2003

El abogado que llevaba los asuntos del cine, Franklin Mc Coubbrey, me dijo a último momento que no podía ir a la cena de fin de año de la Cámara Argentina de Exhibidores Cinematográficos porque su mujer quería acompañarlo y él se negaba, y lo invité a mi padre, que aceptó aunque sé muy bien que no le gustan las fiestas. Se hizo en el restaurante Global de la zona de bancos, donde cada día se desataba el after hours de los oficinistas más prósperos de Buenos Aires, un corral de bestias sedientas que se abría hacia un arroyo de alcohol (la cuadra de los pubs irlandeses). Era un típico restaurante argentino de la época, de moda por un plato que hizo furor al enfrentar a los accionistas del restaurante con la Arquidiócesis de Buenos Aires: el chip de ostias, hojas frescas de rúcula, menta, sésamo, tomates secos, jengibre y chiles, llamado Sermón Sex.

Luego fuimos a Paramnesia, un silo portuario restaurado con una combinación inviable de motivos asiáticos y caribeños. La arquitectura y el diseño de interiores se habían estado inclinando juntos hacia la hibridez o la dualidad, la conexión violenta de elementos antagónicos y la superposición de escuelas y Paramnesia era una evidencia más. Pero el hecho fue que a pesar del sueño de sus mentores de trasladarnos a Varadero y a Saigón al mismo tiempo, y no a sus afinidades socialistas del pasado sino a sus geografías disonantes, quienes entramos allí aquella noche lo hicimos en medio de la confusión referencial. ¿Dónde estábamos? La política del lugar era, sin dudas, la de engañarnos para que, al perder la noción de realidad espacial, también perdiéramos la de nuestro yo. De ese modo, además de preguntarnos ¿dónde estamos? nos preguntaríamos: ¿quiénes somos?

Estábamos en ningún lugar, envueltos por una sensación de libertad salvaje a las que contribuían como podían unos tótems de cartón pintado, redes de lianas que caían del cielorraso y unos cocoteros a cuyos pies se cerraba una formación de timbales; pero sobre todo estábamos frente a una amenaza invisible de monos agazapados en las sombras, dispuestos a matarnos o a sumarnos por la fuerza a una comunidad a la que ya no podríamos impartirle órdenes humanas. Lo que nos amenazaba era el fin de las jerarquías que imaginábamos encabezar, así como la muerte de las reglas conocidas y la ilusión de control, sin las cuales retrocederíamos un millón de años.

Los sonidos graves hacían temblar el piso y vibrar los cuerpos, como si batieran los órganos por medio de un poder remoto. No había un sector definido para el baile; se bailaba en el sitio en que se estaba, al costado de la barra y en los baños, solo y acompañado; y tal vez no debiera llamarse baile a ese movimiento que brotaba de la profundidad de los cuerpos. La reproducción de la música en las cabinas, que se alzaban en unos miradores rodeados de una guarnición de juncos, era el resultado de una vanguardia tecnológica que tendía a suprimir los contactos materiales entre las cosas (haces luminosos rozando piezas invisibles); pero el baile era tribal y orgánico, y en él se veían efectos claros pero incomprensibles de un exorcismo de masas.

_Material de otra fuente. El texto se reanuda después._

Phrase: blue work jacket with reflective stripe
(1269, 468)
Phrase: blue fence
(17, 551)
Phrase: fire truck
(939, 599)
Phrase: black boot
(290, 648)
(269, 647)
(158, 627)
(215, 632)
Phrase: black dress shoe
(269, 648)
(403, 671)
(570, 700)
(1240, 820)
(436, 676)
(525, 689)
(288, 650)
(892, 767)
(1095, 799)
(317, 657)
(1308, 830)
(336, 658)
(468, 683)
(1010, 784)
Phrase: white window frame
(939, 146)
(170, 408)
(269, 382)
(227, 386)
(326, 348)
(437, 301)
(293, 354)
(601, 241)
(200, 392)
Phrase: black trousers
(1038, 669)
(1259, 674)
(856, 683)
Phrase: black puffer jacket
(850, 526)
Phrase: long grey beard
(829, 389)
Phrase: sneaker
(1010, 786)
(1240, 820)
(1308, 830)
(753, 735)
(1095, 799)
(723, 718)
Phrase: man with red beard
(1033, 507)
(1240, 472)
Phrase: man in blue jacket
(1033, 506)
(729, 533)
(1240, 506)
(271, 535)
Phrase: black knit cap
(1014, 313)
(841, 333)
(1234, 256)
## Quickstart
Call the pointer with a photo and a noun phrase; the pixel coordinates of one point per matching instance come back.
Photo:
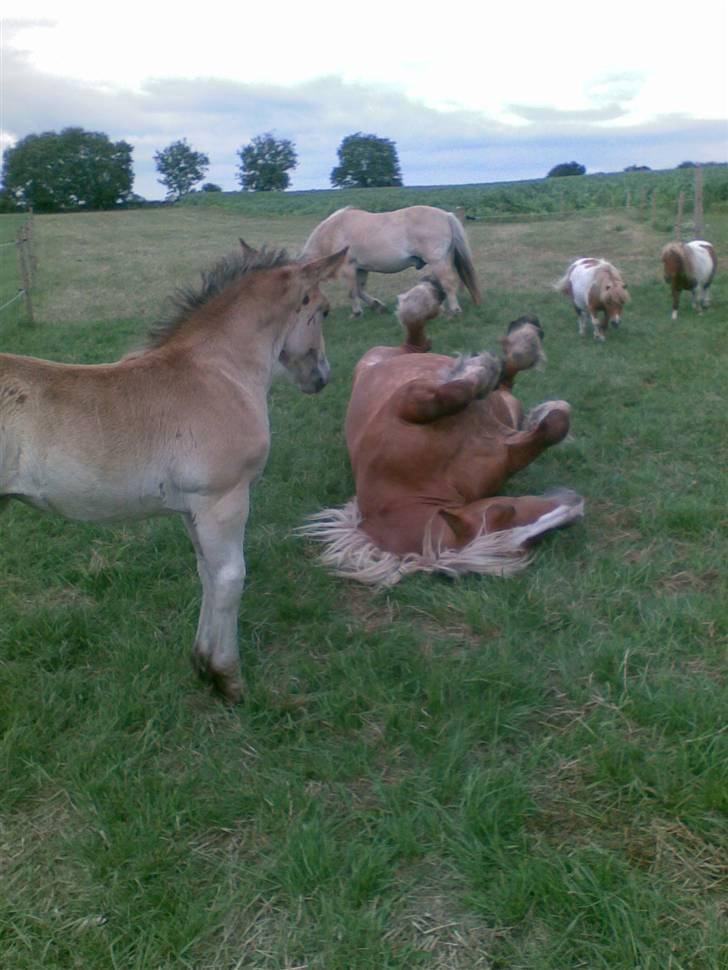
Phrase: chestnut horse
(431, 440)
(181, 426)
(594, 286)
(689, 266)
(389, 242)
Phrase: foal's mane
(187, 300)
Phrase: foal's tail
(463, 258)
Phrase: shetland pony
(389, 242)
(594, 286)
(689, 266)
(431, 440)
(179, 427)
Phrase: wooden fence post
(26, 276)
(698, 218)
(678, 220)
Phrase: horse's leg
(217, 532)
(444, 272)
(422, 401)
(361, 281)
(545, 425)
(675, 298)
(597, 326)
(502, 513)
(581, 320)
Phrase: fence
(27, 266)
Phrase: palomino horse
(388, 242)
(594, 286)
(431, 440)
(181, 426)
(690, 266)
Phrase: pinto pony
(181, 426)
(389, 242)
(431, 440)
(594, 286)
(689, 266)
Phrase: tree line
(73, 168)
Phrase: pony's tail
(463, 258)
(350, 553)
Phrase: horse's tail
(350, 553)
(463, 258)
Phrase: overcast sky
(469, 92)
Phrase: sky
(469, 93)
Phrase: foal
(180, 427)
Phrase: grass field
(522, 774)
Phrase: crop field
(489, 774)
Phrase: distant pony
(689, 266)
(389, 242)
(595, 286)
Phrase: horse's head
(614, 295)
(303, 354)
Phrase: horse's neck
(246, 348)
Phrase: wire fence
(27, 267)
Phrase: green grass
(524, 773)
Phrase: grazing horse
(690, 266)
(594, 286)
(431, 440)
(180, 426)
(388, 242)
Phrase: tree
(366, 161)
(67, 170)
(180, 168)
(566, 168)
(265, 163)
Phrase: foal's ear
(325, 268)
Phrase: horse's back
(704, 259)
(384, 242)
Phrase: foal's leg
(217, 532)
(545, 425)
(427, 400)
(581, 320)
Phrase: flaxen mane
(187, 300)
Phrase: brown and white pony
(431, 440)
(689, 266)
(179, 427)
(389, 242)
(594, 286)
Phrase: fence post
(678, 221)
(25, 270)
(698, 218)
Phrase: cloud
(219, 116)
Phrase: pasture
(524, 773)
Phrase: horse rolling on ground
(389, 242)
(689, 266)
(594, 286)
(431, 440)
(180, 426)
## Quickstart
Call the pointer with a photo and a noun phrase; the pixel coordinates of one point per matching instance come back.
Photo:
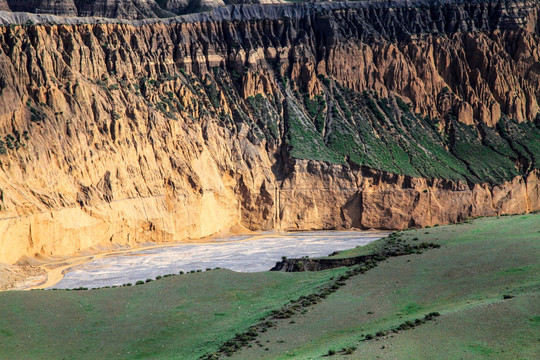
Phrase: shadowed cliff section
(310, 116)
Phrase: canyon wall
(129, 132)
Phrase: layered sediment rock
(152, 131)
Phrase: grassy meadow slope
(465, 281)
(189, 315)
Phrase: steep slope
(290, 117)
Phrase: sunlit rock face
(310, 116)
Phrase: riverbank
(487, 301)
(242, 252)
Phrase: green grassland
(178, 317)
(465, 281)
(187, 316)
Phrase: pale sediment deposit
(125, 133)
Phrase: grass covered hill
(483, 282)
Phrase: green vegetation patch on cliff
(383, 133)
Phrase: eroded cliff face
(126, 133)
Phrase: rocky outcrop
(128, 132)
(322, 196)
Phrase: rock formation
(291, 117)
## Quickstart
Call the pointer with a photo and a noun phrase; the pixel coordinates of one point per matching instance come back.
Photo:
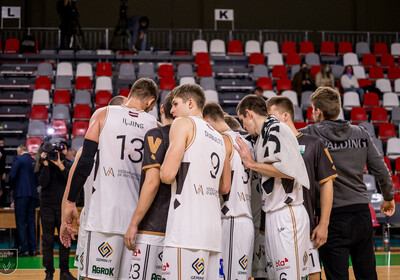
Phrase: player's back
(194, 220)
(117, 170)
(237, 202)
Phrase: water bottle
(386, 238)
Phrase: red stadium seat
(62, 96)
(79, 128)
(12, 46)
(102, 98)
(33, 143)
(279, 72)
(379, 115)
(256, 59)
(104, 69)
(288, 47)
(306, 47)
(386, 131)
(235, 48)
(265, 83)
(357, 115)
(283, 84)
(327, 49)
(344, 47)
(82, 112)
(371, 100)
(83, 83)
(204, 70)
(202, 58)
(380, 49)
(375, 72)
(292, 59)
(166, 70)
(124, 92)
(43, 82)
(39, 112)
(167, 83)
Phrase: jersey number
(139, 150)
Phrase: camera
(52, 150)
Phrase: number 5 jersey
(116, 183)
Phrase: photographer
(53, 179)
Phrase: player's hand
(244, 152)
(130, 236)
(320, 235)
(388, 207)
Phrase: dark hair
(187, 91)
(283, 103)
(328, 101)
(254, 103)
(144, 88)
(213, 111)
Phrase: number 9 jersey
(194, 218)
(116, 183)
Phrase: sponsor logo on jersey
(103, 270)
(243, 262)
(105, 250)
(198, 266)
(282, 264)
(109, 171)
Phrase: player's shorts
(314, 265)
(287, 239)
(237, 247)
(106, 256)
(146, 261)
(259, 269)
(183, 264)
(80, 247)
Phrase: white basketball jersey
(194, 218)
(116, 185)
(238, 201)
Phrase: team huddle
(197, 196)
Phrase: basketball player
(279, 161)
(320, 169)
(194, 163)
(237, 239)
(116, 135)
(145, 235)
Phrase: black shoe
(67, 276)
(23, 254)
(49, 276)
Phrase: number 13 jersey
(194, 218)
(117, 170)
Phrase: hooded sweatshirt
(351, 148)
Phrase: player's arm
(265, 169)
(179, 137)
(225, 181)
(147, 195)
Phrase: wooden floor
(384, 273)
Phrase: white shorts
(287, 239)
(146, 261)
(314, 266)
(259, 269)
(183, 264)
(237, 247)
(106, 256)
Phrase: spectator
(303, 80)
(349, 82)
(24, 180)
(53, 179)
(324, 78)
(138, 29)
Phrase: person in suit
(24, 180)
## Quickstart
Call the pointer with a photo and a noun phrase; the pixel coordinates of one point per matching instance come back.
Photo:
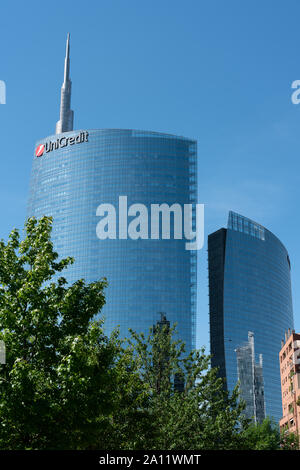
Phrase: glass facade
(71, 178)
(249, 290)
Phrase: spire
(65, 122)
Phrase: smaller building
(250, 375)
(289, 358)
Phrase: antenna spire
(66, 116)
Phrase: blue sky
(217, 71)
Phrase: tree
(201, 416)
(60, 382)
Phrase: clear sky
(217, 71)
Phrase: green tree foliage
(66, 385)
(61, 378)
(199, 414)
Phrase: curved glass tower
(250, 294)
(74, 172)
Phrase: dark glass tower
(76, 171)
(249, 290)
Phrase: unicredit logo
(61, 143)
(39, 150)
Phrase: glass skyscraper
(74, 172)
(145, 276)
(249, 290)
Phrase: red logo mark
(40, 150)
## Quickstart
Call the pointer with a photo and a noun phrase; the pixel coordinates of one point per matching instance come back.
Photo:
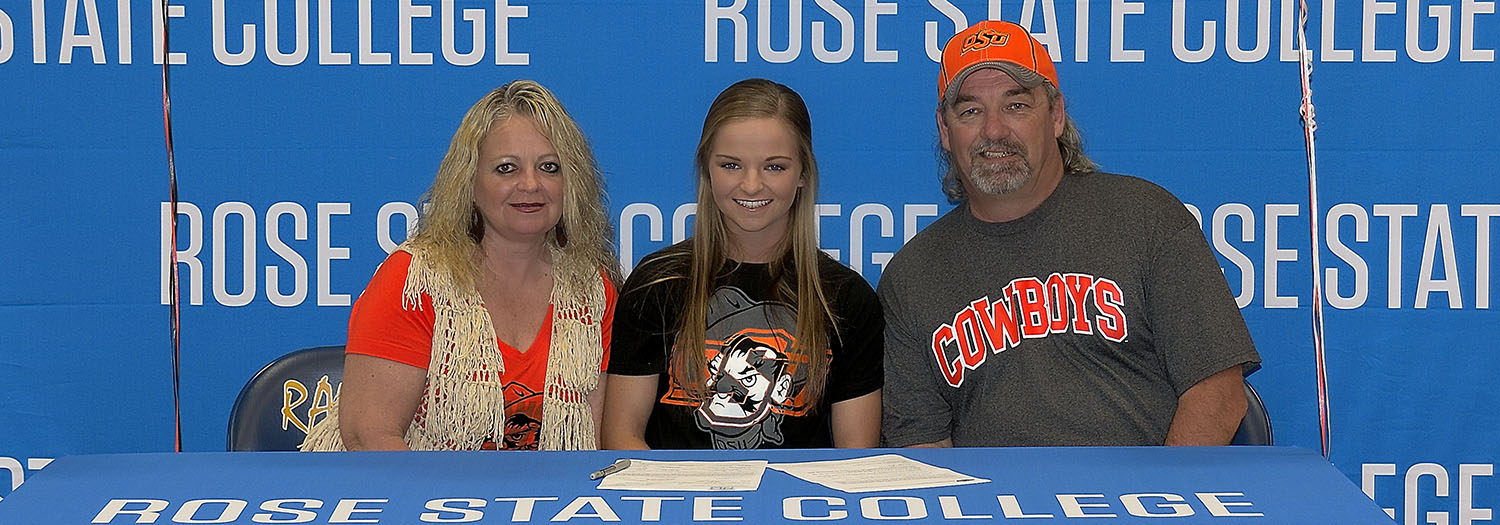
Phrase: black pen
(614, 468)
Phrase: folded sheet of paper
(876, 473)
(699, 476)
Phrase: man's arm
(1209, 411)
(914, 413)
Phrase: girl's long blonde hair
(795, 263)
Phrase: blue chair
(1254, 429)
(285, 398)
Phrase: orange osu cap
(995, 44)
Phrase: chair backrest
(1254, 429)
(285, 398)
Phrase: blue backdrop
(306, 129)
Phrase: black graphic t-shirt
(755, 387)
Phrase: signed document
(699, 476)
(876, 473)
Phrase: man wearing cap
(1055, 305)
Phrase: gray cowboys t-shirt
(1077, 324)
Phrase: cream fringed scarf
(464, 399)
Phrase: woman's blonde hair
(795, 261)
(450, 227)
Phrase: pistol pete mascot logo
(752, 381)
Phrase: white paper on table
(699, 476)
(876, 473)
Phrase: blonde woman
(746, 335)
(489, 327)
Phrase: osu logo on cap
(983, 39)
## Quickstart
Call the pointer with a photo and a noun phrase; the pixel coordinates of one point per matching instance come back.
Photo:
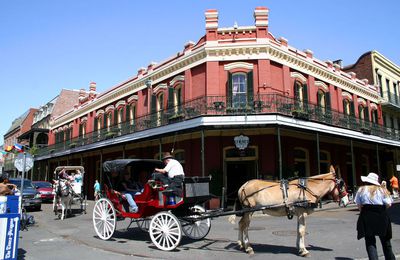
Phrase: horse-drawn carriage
(68, 183)
(163, 212)
(166, 214)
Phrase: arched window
(346, 107)
(321, 101)
(160, 107)
(132, 114)
(361, 112)
(109, 120)
(301, 166)
(374, 116)
(324, 161)
(239, 89)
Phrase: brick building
(238, 104)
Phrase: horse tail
(232, 218)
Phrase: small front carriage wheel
(197, 229)
(143, 224)
(165, 231)
(104, 218)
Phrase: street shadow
(394, 213)
(277, 249)
(21, 253)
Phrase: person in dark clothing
(373, 220)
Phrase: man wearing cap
(172, 173)
(373, 220)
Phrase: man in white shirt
(171, 173)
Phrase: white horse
(258, 193)
(63, 196)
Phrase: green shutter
(229, 90)
(170, 103)
(153, 108)
(366, 115)
(352, 108)
(115, 116)
(305, 97)
(250, 89)
(127, 113)
(328, 100)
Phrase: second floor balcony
(224, 106)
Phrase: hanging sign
(19, 162)
(241, 141)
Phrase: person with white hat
(372, 201)
(171, 174)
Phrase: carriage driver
(114, 181)
(172, 174)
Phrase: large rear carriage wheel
(165, 231)
(199, 229)
(143, 224)
(104, 218)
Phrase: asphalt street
(331, 234)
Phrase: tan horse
(258, 193)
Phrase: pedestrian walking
(96, 190)
(394, 183)
(372, 201)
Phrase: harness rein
(284, 187)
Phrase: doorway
(237, 173)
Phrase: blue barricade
(9, 229)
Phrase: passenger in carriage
(171, 175)
(124, 193)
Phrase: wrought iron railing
(391, 98)
(224, 106)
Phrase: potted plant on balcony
(300, 113)
(110, 134)
(215, 188)
(176, 118)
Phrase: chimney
(141, 72)
(92, 90)
(339, 62)
(309, 53)
(284, 41)
(92, 87)
(189, 45)
(211, 24)
(261, 21)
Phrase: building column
(279, 153)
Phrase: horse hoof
(304, 254)
(250, 251)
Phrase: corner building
(238, 104)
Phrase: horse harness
(284, 185)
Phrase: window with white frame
(301, 165)
(239, 89)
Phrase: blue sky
(49, 45)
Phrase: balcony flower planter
(110, 135)
(300, 114)
(365, 130)
(176, 118)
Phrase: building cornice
(212, 51)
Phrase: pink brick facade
(208, 77)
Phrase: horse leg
(244, 231)
(301, 232)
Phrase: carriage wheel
(143, 224)
(104, 218)
(199, 229)
(165, 231)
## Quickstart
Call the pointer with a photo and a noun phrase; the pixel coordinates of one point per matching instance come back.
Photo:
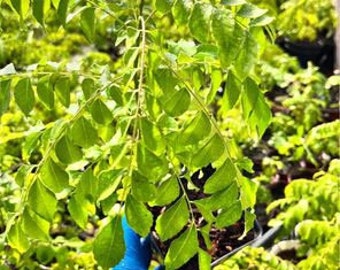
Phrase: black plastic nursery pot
(320, 52)
(252, 237)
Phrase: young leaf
(222, 178)
(34, 226)
(62, 11)
(62, 88)
(39, 9)
(181, 11)
(17, 238)
(182, 249)
(175, 103)
(87, 23)
(45, 92)
(167, 192)
(42, 201)
(53, 176)
(5, 95)
(24, 96)
(66, 151)
(138, 216)
(199, 21)
(100, 112)
(83, 133)
(109, 246)
(172, 220)
(229, 216)
(232, 91)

Una “nena” de no más de veinte años bailaba sobre un sillón como si un espíritu ajeno o una droga se hubiera apoderado de ella hasta aflojar, incluso disolver, todos sus frenos. La miramos desde abajo. Tenía zapatos negros con tacos, medias tres cuartos de tipo escolar —lo cuento y se me para la pija—, una musculosa blanca de algodón ajustada al cuerpo y una pollera negra con el ruedo a mitad de camino entre la rodilla y la entrepierna, de una tela pesada y a la vez volátil que se sacudía con los golpes de cadera como lo hace una campana cuando recibe los golpes de su badajo.

Inclinaba la cabeza hacia delante y echaba hacia atrás el tremendo culo que se movía con ondulaciones inadecuadas para una cópula pero muy efectivas para su evocación. Mi padre —jamás hubiera imaginado de un misógino la naturalidad con que lo hizo— le metió un billete doblado entre la piel y el elástico de la pollera y le dijo alguna barbaridad al oído. Un vigilador vio la escena y retiró el billete, se lo devolvió doblado en dos cerrándole la palma de la mano como si le diera una limosna, y le aclaró —no escuchamos nada pero su mensaje era preciso para todos— que eso no era una danza del vientre sino la utilización libre del derecho que Paramnesia le otorgaba a las expresiones corporales de las jóvenes, por más putas que fuesen.